Phase 2: The “Relay Station” (August 2025)

In August, we rebuilt the system in our experimental labs project, basing it on a flow-based architecture (referencing ByteDance’s Deer Flow).

The Upgrade: Agents gained Tool Use (Web Search) and Context Isolation.
Mechanism: The Moderator acted as a Hub. It would take a topic, call the Blue Agent, get the result, pass it to the Red Agent, and so on.
The Limitation: While agents could now search for external info, they were still “deaf.” They didn’t truly “hear” each other. The Moderator was just relaying summaries. There was no “Group Chat” dynamic. The agents were isolated workers, not collaborators in a shared room.

Phase 3: The “Autonomous Council” (Dec 2025 - Jan 2026)

With the release of our DeepAgents V3 engine, we reached our current architecture. The system now supports three distinct reasoning frameworks, all powered by the same underlying A2A (Agent-to-Agent) engine:

1. Red/Blue Team (Adversarial Analysis)

Used for critical decision making.

Red Team: Attacks the plan, finds risks.
Blue Team: Defends the plan, provides evidence.
Outcome: A stress-tested strategy with exposed blind spots.

2. The Delphi Method (Expert Consensus)

Used for forecasting and complex estimation.

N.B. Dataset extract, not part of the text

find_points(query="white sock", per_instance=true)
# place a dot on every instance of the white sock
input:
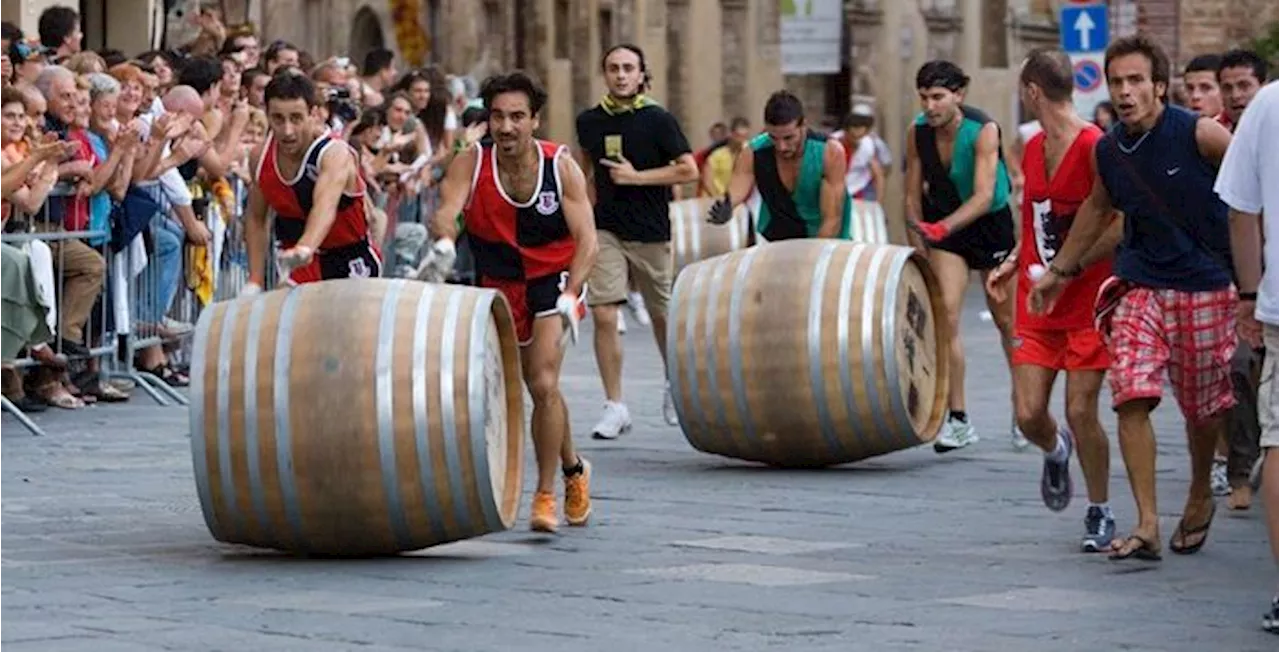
(1057, 454)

Experts: Multiple anonymous agents provide independent estimates.
Facilitator: Summarizes the range of opinions and feeds them back.
Outcome: Convergence towards a highly accurate consensus.

Delphi Method

3. SCAMPER (Creative Ideation)

Used for brainstorming and product innovation.

Roles: Substitute, Combine, Adapt, Modify, Put to another use, Eliminate, Reverse.
Outcome: A massive expansion of creative possibilities.

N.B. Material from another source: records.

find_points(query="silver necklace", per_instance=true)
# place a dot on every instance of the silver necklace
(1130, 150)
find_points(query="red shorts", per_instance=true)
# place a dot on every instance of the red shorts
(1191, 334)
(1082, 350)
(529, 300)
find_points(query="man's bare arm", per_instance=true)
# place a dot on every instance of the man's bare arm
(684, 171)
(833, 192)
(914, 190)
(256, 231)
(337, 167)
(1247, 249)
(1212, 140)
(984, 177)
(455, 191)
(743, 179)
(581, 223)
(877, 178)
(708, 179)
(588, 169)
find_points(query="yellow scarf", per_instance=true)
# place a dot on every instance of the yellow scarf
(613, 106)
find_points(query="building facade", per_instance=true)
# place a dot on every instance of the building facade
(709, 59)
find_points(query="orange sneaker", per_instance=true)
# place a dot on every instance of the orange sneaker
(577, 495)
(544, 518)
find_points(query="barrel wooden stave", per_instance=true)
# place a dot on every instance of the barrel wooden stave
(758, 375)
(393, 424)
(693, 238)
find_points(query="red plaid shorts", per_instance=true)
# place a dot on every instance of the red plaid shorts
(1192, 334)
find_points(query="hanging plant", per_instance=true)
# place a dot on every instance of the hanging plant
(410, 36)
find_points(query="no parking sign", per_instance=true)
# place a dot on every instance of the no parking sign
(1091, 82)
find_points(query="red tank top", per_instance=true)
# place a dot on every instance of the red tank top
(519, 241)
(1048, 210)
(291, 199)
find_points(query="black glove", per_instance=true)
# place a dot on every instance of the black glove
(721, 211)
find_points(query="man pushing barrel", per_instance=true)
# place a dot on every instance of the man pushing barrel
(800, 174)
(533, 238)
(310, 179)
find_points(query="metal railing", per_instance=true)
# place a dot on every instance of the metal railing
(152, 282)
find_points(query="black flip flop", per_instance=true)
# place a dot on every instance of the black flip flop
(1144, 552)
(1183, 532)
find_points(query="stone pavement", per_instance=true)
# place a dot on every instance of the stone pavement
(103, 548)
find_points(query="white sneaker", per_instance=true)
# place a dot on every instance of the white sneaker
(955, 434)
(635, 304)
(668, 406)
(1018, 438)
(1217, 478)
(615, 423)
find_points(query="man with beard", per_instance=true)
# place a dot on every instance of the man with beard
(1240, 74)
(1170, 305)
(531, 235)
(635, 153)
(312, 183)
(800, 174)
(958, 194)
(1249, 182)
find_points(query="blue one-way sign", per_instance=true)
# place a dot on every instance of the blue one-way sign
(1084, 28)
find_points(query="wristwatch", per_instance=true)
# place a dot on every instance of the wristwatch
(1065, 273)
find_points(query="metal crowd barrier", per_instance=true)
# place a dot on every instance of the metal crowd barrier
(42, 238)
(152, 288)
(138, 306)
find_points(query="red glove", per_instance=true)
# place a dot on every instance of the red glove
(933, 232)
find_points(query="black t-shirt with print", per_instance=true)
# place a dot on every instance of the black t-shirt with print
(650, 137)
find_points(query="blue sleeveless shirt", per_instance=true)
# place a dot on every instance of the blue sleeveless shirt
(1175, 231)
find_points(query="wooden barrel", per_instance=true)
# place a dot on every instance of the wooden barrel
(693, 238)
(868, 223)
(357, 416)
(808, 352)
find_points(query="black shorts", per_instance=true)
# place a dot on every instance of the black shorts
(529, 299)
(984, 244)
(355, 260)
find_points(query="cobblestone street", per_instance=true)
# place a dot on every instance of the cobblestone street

Future Roadmap: Six Thinking Hats

We are also exploring Edward de Bono’s “Six Thinking Hats” to further structure the emotional and logical dimensions of agent reasoning.

The Core Insight: The “A2A” Philosophy

The biggest technical takeaway from this evolution is what we call the A2A (Agent-to-Agent) Philosophy, even without a formal protocol.

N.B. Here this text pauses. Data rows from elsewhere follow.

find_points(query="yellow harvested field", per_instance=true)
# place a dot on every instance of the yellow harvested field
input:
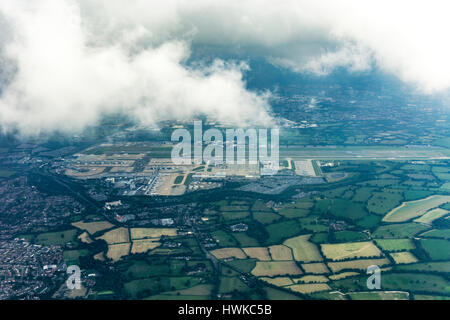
(119, 235)
(315, 268)
(350, 250)
(280, 252)
(141, 233)
(117, 251)
(312, 279)
(278, 281)
(93, 227)
(228, 253)
(413, 209)
(432, 215)
(304, 250)
(259, 253)
(309, 288)
(403, 257)
(143, 245)
(85, 238)
(275, 268)
(357, 264)
(343, 275)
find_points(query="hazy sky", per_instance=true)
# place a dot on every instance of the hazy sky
(64, 63)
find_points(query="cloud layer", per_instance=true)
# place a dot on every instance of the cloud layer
(65, 63)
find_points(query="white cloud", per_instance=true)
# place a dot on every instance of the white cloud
(74, 60)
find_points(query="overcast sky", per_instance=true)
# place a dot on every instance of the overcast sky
(65, 63)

In V3, we achieved a delicate balance:

Context Isolation: Each agent runs in its own memory space.
Collaboration via Tools: The “Debate” is essentially one Master Agent calling other Agents as Tools.

By wrapping Agents as Tools, we achieve Context Isolation (clean reasoning) with Collaborative Output (shared goals). This “Implicit A2A” pattern has become the backbone of our system stability.